5 Suggestions for a Stronger Self


When we were young, the moral questions we faced seemed fairly straightforward. Should I lie to my parents? Should I cheat on a test? As adults we recognize that the most important moral issues we face are subtle. Here are a few daily temptations we face and suggestions on how to become the man or woman you were meant to be:

  1. Withholding Your Best Self.

    At Mass we begin by asking forgiveness for what we have done and what we have failed to do. Often what we have failed to do presents the more significant moral lapse. Have I withheld my encouragement or my attention? Do I withhold forgiveness or kindness? Stop to think of ways you withhold your gifts while with your family, at work, or in the community, and then bring the gift of your best self to the world.
  2. Not Dealing With a Chronic Core Problem.

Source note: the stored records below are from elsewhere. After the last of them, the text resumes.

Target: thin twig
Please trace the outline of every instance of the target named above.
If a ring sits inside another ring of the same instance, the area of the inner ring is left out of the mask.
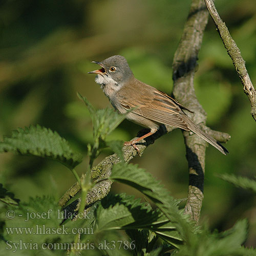
[[[204,0],[204,1],[227,53],[231,58],[236,70],[244,86],[244,92],[247,95],[251,104],[251,115],[256,121],[256,92],[246,70],[245,61],[242,58],[240,50],[236,42],[231,36],[227,26],[220,17],[214,5],[214,1],[212,0]]]

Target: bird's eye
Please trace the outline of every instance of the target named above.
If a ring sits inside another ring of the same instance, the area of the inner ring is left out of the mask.
[[[110,71],[112,73],[114,73],[116,71],[116,68],[115,67],[111,67],[110,69]]]

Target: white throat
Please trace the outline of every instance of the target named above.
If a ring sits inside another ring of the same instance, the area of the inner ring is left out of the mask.
[[[95,82],[101,85],[104,93],[111,100],[113,94],[118,91],[121,87],[109,75],[103,74],[97,75],[95,77]]]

    Core problems are often ones that everyone sees but nobody addresses. They might be bad habits, faulty responses to stress, or over-the-top emotional reactions. Whatever the problem, the moral challenge is to face it and deal with it. The help may come in the form of prayer, talking openly to a friend about the problem, or seeing a professional counselor. Morality is not always about remaining strong; frequently it is about reaching out for strength where it may be found.
  3. Getting Paralyzed by the Many Needs in the World.

    Anyone who pays attention to the news can’t help but be aware of the enormous amount of need in the world. There are days when you are likely to feel overwhelmed. Here is a strategy to overcome empathy fatigue: pick one or two causes, research them, and do what you can to contribute. No one can do everything, but the moral distance between doing something and doing nothing is significant.
  4. Letting Fear Guide Your Life.

    You may be surprised by how much of what you do is guided by fear. Fear of failure, fear of losing your possessions, fear of not being respected--any fear that may sway your life. Fear can certainly serve a valid purpose, but it ought to be tempered by an underlying faith. Trusting in God is the greatest antidote to fear because it allows us make good use of our fear. Once you’ve decided on a course of action that you nonetheless fear, acknowledge your fear and move forward. Such an act is an act of faith.
  5. Choosing Easy Answers to Tough Issues.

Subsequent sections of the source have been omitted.